# Warranty job?



## Barrabundy (Sep 29, 2008)

When I bought my first ever baitcaster about 3 1/2 years ago, I decided to go for a cheapy just to see if I liked it better than a spinning reel. It turned out to have a 10 year warranty and has lasted about 3 times longer than I expected and has caught the biggest heaviest fish I've ever caught over that time.

At some stage between its last service and now it started operating erratically and tonight when I went to give it another service I found out why. The little post/spigot thingy that holds the ratchet or anti-reverse, or whatever it is, was broken but still in position.

Considering it's a $80-$100 reel I don't see the sense in spending the cash to send it back if I'm going to be told it's not a manufacturers fault and then have to go and buy another one anyway. Don't want to send a spool full of braid away either, nor do I want to be told that I should have sent the reel complete with spool for a proper assessment.

Can you tell I'm sceptical of warranties?

Does anyone know whether this is the sort of thing that would be covered by warranty? It's a Shimano by the way.


----------



## ausbass (Feb 15, 2007)

Id send it away if I were you, but maybe its worth getting a better one if you have become accustomed to using baitcasters?

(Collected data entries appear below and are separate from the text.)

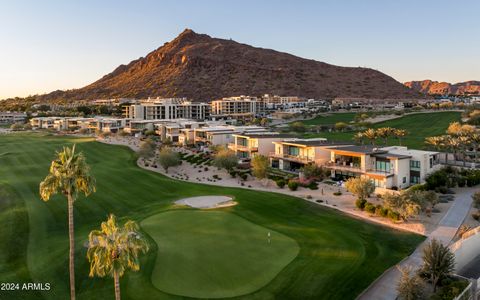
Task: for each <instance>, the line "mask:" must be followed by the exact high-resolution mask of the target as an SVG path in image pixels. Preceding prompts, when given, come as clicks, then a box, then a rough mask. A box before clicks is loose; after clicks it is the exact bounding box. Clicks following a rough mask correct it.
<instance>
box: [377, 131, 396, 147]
mask: <svg viewBox="0 0 480 300" xmlns="http://www.w3.org/2000/svg"><path fill="white" fill-rule="evenodd" d="M394 132H395V130H394V129H393V128H391V127H382V128H378V129H377V130H376V133H377V136H378V137H379V138H382V139H383V142H384V143H385V145H386V144H387V143H388V138H389V137H390V136H391V135H392V134H393V133H394Z"/></svg>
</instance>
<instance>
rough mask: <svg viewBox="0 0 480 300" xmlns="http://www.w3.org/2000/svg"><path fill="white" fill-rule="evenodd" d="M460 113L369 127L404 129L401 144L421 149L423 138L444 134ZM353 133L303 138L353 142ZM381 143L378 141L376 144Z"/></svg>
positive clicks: (438, 115)
mask: <svg viewBox="0 0 480 300" xmlns="http://www.w3.org/2000/svg"><path fill="white" fill-rule="evenodd" d="M460 119H461V113H460V112H452V111H447V112H434V113H418V114H410V115H406V116H403V117H401V118H397V119H393V120H388V121H384V122H380V123H375V124H373V125H372V126H371V127H372V128H379V127H394V128H399V129H405V130H407V131H408V133H409V134H408V136H407V137H406V138H404V139H403V141H402V144H403V145H405V146H408V147H409V148H415V149H423V148H425V138H426V137H429V136H434V135H440V134H444V133H445V130H447V128H448V125H449V124H450V123H451V122H455V121H460ZM354 134H355V132H321V133H319V134H311V133H307V134H305V137H307V138H308V137H325V138H327V139H329V140H333V141H353V140H352V138H353V135H354ZM382 142H383V141H381V140H378V142H377V143H382ZM388 144H389V145H398V140H397V139H394V138H391V139H390V140H389V142H388Z"/></svg>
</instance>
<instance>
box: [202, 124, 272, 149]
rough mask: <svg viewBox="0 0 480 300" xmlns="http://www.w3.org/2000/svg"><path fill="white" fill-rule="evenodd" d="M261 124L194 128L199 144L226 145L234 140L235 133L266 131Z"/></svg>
mask: <svg viewBox="0 0 480 300" xmlns="http://www.w3.org/2000/svg"><path fill="white" fill-rule="evenodd" d="M266 131H267V130H266V129H265V128H264V127H260V126H215V127H202V128H196V129H194V141H195V145H197V146H208V145H224V146H227V145H228V144H229V143H232V142H233V134H242V133H253V132H257V133H260V132H266Z"/></svg>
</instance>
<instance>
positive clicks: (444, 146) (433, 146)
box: [425, 136, 448, 163]
mask: <svg viewBox="0 0 480 300" xmlns="http://www.w3.org/2000/svg"><path fill="white" fill-rule="evenodd" d="M445 141H446V138H445V136H431V137H427V138H426V139H425V143H426V144H428V145H431V146H433V148H435V150H437V151H440V150H442V149H443V148H444V147H445V146H446V145H445ZM447 155H448V154H447V153H445V163H446V162H447Z"/></svg>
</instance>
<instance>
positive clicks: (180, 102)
mask: <svg viewBox="0 0 480 300" xmlns="http://www.w3.org/2000/svg"><path fill="white" fill-rule="evenodd" d="M209 114H210V105H209V104H207V103H196V102H191V101H188V100H187V99H186V98H167V99H159V98H157V99H147V100H141V101H140V103H138V104H132V105H129V106H125V107H124V115H125V117H127V118H130V119H133V120H175V119H192V120H204V119H207V118H208V117H209Z"/></svg>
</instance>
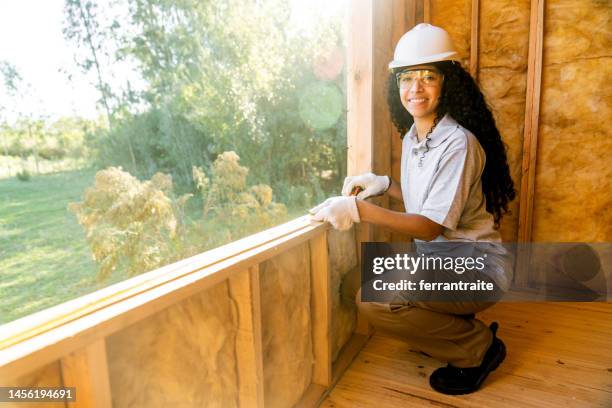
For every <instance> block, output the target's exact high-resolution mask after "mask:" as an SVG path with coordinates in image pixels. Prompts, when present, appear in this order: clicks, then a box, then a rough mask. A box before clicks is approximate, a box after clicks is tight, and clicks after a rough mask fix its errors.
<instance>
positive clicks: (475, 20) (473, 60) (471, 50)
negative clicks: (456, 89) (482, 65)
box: [470, 0, 480, 81]
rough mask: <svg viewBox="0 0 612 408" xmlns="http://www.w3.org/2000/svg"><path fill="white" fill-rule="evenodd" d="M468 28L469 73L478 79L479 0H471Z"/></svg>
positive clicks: (476, 78) (473, 76) (479, 18)
mask: <svg viewBox="0 0 612 408" xmlns="http://www.w3.org/2000/svg"><path fill="white" fill-rule="evenodd" d="M471 21H472V23H471V28H470V75H472V78H474V80H476V81H478V40H479V31H480V0H472V18H471Z"/></svg>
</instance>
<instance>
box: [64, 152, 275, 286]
mask: <svg viewBox="0 0 612 408" xmlns="http://www.w3.org/2000/svg"><path fill="white" fill-rule="evenodd" d="M239 160H240V159H239V157H238V155H237V154H236V153H234V152H224V153H223V154H221V155H219V157H218V158H217V159H216V160H215V162H214V164H213V167H212V173H211V176H210V178H209V177H208V176H207V175H206V173H205V172H204V170H202V169H201V168H199V167H196V166H194V167H193V178H194V182H195V183H196V185H197V186H198V189H199V191H200V194H201V200H202V203H203V209H202V218H201V219H199V220H188V219H187V217H186V216H185V205H186V203H187V200H189V198H191V196H192V195H191V194H185V195H182V196H180V197H176V196H175V194H174V187H173V184H172V177H171V176H169V175H166V174H163V173H157V174H155V175H154V176H153V177H152V178H151V180H148V181H144V182H141V181H139V180H138V179H136V178H135V177H133V176H132V175H131V174H129V173H128V172H126V171H124V170H123V169H121V168H118V167H109V168H107V169H105V170H101V171H98V172H97V173H96V177H95V184H94V186H92V187H89V188H88V189H87V190H86V191H85V194H84V197H83V201H82V202H77V203H71V204H70V205H69V209H70V210H71V211H72V212H73V213H74V214H75V215H76V216H77V219H78V222H79V224H81V226H82V227H83V228H84V229H85V232H86V234H87V241H88V242H89V246H90V248H91V251H92V255H93V259H94V260H95V261H96V262H98V264H99V271H98V280H100V281H104V280H106V279H108V278H109V277H110V276H111V275H112V273H113V271H115V270H117V269H122V270H125V271H127V273H128V274H129V275H130V276H132V275H136V274H139V273H142V272H147V271H150V270H152V269H155V268H156V267H159V266H161V265H164V264H167V263H169V262H172V261H174V260H177V259H181V258H184V257H186V256H189V255H193V254H195V253H197V252H201V251H204V250H206V249H210V248H212V247H216V246H219V245H221V244H225V243H227V242H229V241H232V240H234V239H237V238H240V237H243V236H245V235H247V234H252V233H254V232H257V231H260V230H261V229H262V228H266V227H270V226H273V225H276V224H278V223H279V222H281V221H284V220H285V218H286V216H287V208H286V207H285V206H284V205H283V204H279V203H276V202H274V201H273V199H272V198H273V191H272V188H271V187H270V186H268V185H265V184H258V185H254V186H250V187H247V174H248V172H249V171H248V169H247V168H246V167H243V166H241V165H240V164H239ZM198 235H199V237H198V238H197V239H194V237H196V236H198Z"/></svg>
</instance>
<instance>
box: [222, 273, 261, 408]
mask: <svg viewBox="0 0 612 408" xmlns="http://www.w3.org/2000/svg"><path fill="white" fill-rule="evenodd" d="M229 289H230V297H231V299H232V300H233V301H234V302H235V304H236V308H237V311H238V332H237V335H236V360H237V366H238V387H239V390H238V392H239V397H238V400H239V405H240V406H241V407H257V408H261V407H263V406H264V376H263V351H262V344H261V293H260V284H259V265H255V266H253V267H251V268H249V269H246V270H244V271H240V272H238V273H235V274H233V275H232V276H231V277H230V278H229Z"/></svg>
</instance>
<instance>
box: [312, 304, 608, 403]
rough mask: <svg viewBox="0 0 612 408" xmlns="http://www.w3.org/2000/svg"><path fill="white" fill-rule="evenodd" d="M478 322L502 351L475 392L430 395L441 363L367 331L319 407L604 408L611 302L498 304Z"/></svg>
mask: <svg viewBox="0 0 612 408" xmlns="http://www.w3.org/2000/svg"><path fill="white" fill-rule="evenodd" d="M478 317H479V318H480V319H481V320H483V321H485V322H487V323H489V322H491V321H493V320H496V321H498V322H499V323H500V329H499V332H498V336H499V337H500V338H501V339H502V340H503V341H504V342H505V343H506V346H507V349H508V356H507V357H506V360H505V361H504V362H503V363H502V365H501V366H500V367H499V368H498V369H497V370H496V371H494V372H493V373H492V374H491V375H489V377H488V378H487V380H486V382H485V383H484V385H483V388H481V389H480V390H479V391H478V392H476V393H474V394H470V395H465V396H457V397H452V396H447V395H443V394H439V393H437V392H435V391H433V390H432V389H431V388H430V387H429V382H428V378H429V375H430V374H431V373H432V371H433V370H435V369H436V368H437V367H439V366H441V365H442V364H441V363H439V362H437V361H436V360H434V359H431V358H428V357H424V356H422V355H421V354H419V353H416V352H414V351H411V350H410V346H409V345H407V344H405V343H403V342H402V341H400V340H396V339H394V338H390V337H386V336H382V335H378V334H375V335H374V336H373V337H372V339H371V340H370V342H369V343H368V344H367V345H366V347H365V348H364V349H363V350H362V351H361V353H360V354H359V355H358V356H357V358H356V359H355V361H353V363H352V364H351V366H350V367H349V369H348V370H347V371H346V372H345V374H344V376H343V377H342V378H341V379H340V381H339V382H338V384H337V385H336V387H335V388H334V389H333V390H332V392H331V393H330V395H329V396H328V397H327V399H325V401H324V402H323V403H322V405H321V407H326V408H331V407H335V408H341V407H342V408H344V407H346V408H348V407H351V408H352V407H375V408H385V407H422V406H427V407H431V406H435V407H496V408H497V407H512V408H517V407H538V408H540V407H589V408H591V407H607V408H610V407H612V303H499V304H497V305H495V306H494V307H492V308H491V309H489V310H487V311H485V312H483V313H481V314H479V315H478Z"/></svg>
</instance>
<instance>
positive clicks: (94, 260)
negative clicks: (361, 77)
mask: <svg viewBox="0 0 612 408" xmlns="http://www.w3.org/2000/svg"><path fill="white" fill-rule="evenodd" d="M35 9H36V10H37V12H36V13H32V10H35ZM346 9H347V1H346V0H326V1H321V0H316V1H308V2H304V1H298V0H258V1H255V0H250V1H249V0H246V1H245V0H181V1H178V0H177V1H167V0H113V1H108V0H65V1H62V0H48V1H44V2H40V1H35V0H27V1H26V0H23V1H19V2H2V4H0V36H1V37H2V38H11V41H3V42H2V46H1V47H0V324H2V323H6V322H9V321H12V320H14V319H16V318H19V317H22V316H25V315H28V314H30V313H33V312H36V311H38V310H41V309H44V308H46V307H49V306H52V305H55V304H58V303H62V302H64V301H67V300H70V299H72V298H75V297H78V296H80V295H83V294H86V293H90V292H92V291H95V290H97V289H100V288H102V287H105V286H107V285H109V284H111V283H114V282H117V281H121V280H124V279H126V278H128V277H131V276H135V275H138V274H141V273H144V272H147V271H150V270H153V269H155V268H158V267H160V266H162V265H166V264H168V263H171V262H174V261H177V260H180V259H183V258H185V257H188V256H191V255H194V254H197V253H200V252H203V251H205V250H208V249H212V248H214V247H217V246H219V245H222V244H224V243H227V242H230V241H233V240H236V239H238V238H242V237H245V236H247V235H250V234H253V233H255V232H258V231H261V230H263V229H266V228H269V227H272V226H274V225H278V224H280V223H283V222H286V221H288V220H290V219H292V218H295V217H297V216H301V215H303V214H305V212H306V210H307V209H308V208H309V207H311V206H313V205H315V204H316V203H318V202H320V201H322V200H323V199H324V198H325V197H327V196H330V195H336V194H339V192H340V188H341V185H342V180H343V178H344V176H345V169H346V90H345V72H346V57H345V38H344V32H345V27H344V24H345V21H346ZM32 27H36V30H32Z"/></svg>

Oh well its given you a long time of service for a cheapy ;-)


----------



## Alster99 (Nov 20, 2008)

I'd say it's worth sending it to them. Who knows? If it's a cheapish one they might just send you back a new replacement for nicks.

I had an old GPS I had for around 6 years and then a couple of years ago I pulled it out of the cupboard and tried it... screen stuffed. Sent it away and got a brand new one as replacement! I was stoked!  Well out of warranty and only a basic model. You just never know what they will do.

Good luck with it.


----------



## scater (Nov 24, 2007)

If it's a 10 year warranty I assume it's shimano? They have a pretty good reputation for replacing parts for free even when it's not a warranty issue, I'd send it.


----------



## Barrabundy (Sep 29, 2008)

Thanks for your thoughts, I think I'll send it back and see. I'll just have to go back to a spinning reel as my "go to" in the interim.


----------



## Barrabundy (Sep 29, 2008)

Reel is in the post and the braid was spooled onto one of my Penn reels with enought spare capacity....or so I thought. Went and tried it out as I've never used braid on a spinning reel......about 20m of it is now in the bins from falling off the front of the spool.....over full!


----------



## Barrabundy (Sep 29, 2008)

Been about 2 weeks and hadn't heard anything from Dunphy's so gave them a call to make sure they received my reel. Was told it was "done" today and will be posted tomorrow. Not sure what "done" means but the guy didn't tell me it wasn't a warranty job so hopefully I'll have it back in service hauling fish!

I'll be very impressed with the Shimano 10 year warranty if the repair was covered by it.


----------



## Barrabundy (Sep 29, 2008)

Got my reel back yesterday.

The packaging was the same as what I sent it down in and was expecting to be dissapointed as I opened it. I could feel a piece of paper in there and thought it would say _"unfortunately damage is considered normal wear and tear and not a fault of the manufacturer....not covered by warranty"_

I unpacked my reel and, without dissmantling it, can only see 2 original parts on it. One it a side cover and the other is the little cover over the follower of the level wind......unbelievable!

I sent back a $80 reel after 3 1/2 years of solid use and, not only was the warranty honoured, my reel was refurbished free of charge.

My first dabble in Shimano has changed my opionion on the brand and the back-up they offer. 10 year warranty is not just a marketing ploy!


----------



## craig51063 (May 30, 2008)

good to hear .. i wonder if okuma do the same with there reels and warenty .

craig


----------



## CanuckChubbs (May 2, 2010)

Yeah, I love Shimano service. I bought a used reel ($150+) from a dealer and it turned out to be more crappier than described. Brought it to Shimano Taren Point (SYDNEY area) and told the guy my story. On top of that, on this specific reel I could not change the handle from left/right without additional parts. Needless to say, the guy heard me and understood my pain. Walked away, came back with totally renewed, re-lubed, changed bearings, washers, etc etc. and the extra handle for FREEE!! Saved me $50+ and I did not even have a receipt as bought second hand. Shimano has my seal of approval for best customer service.


----------



## Barrabundy (Sep 29, 2008)

craig51063 said:


> good to hear .. i wonder if okuma do the same with there reels and warenty .
> 
> craig


Yeah, I'd be keen to know that too! The price is definitely right with them.


----------



## bundyboy (Sep 6, 2009)

Barrabundy said:


> craig51063 said:
> 
> 
> > good to hear .. i wonder if okuma do the same with there reels and warenty .
> ...


Had a problem a little while back when I lost the drag knob off off one of my small Okuma spinning reels. Thinking it was a lost cause I replaced it with a Penn reel later to discover all I had to do was send Okuma an email, now they have a replacement drag knob in the post (same day) at no charge...can't complain with that! Even better considering I got the reel at a very discounted price to start with.

I own a couple different brand reels and I must admit that I have not had any problems with the one Shimano reel I have however when I have had problems with my other branded reels (cheapies as some would say) I have always had the spares posted to me at no cost within a couple days. Pity I haven't had as much luck with rods...buts thats another story.


----------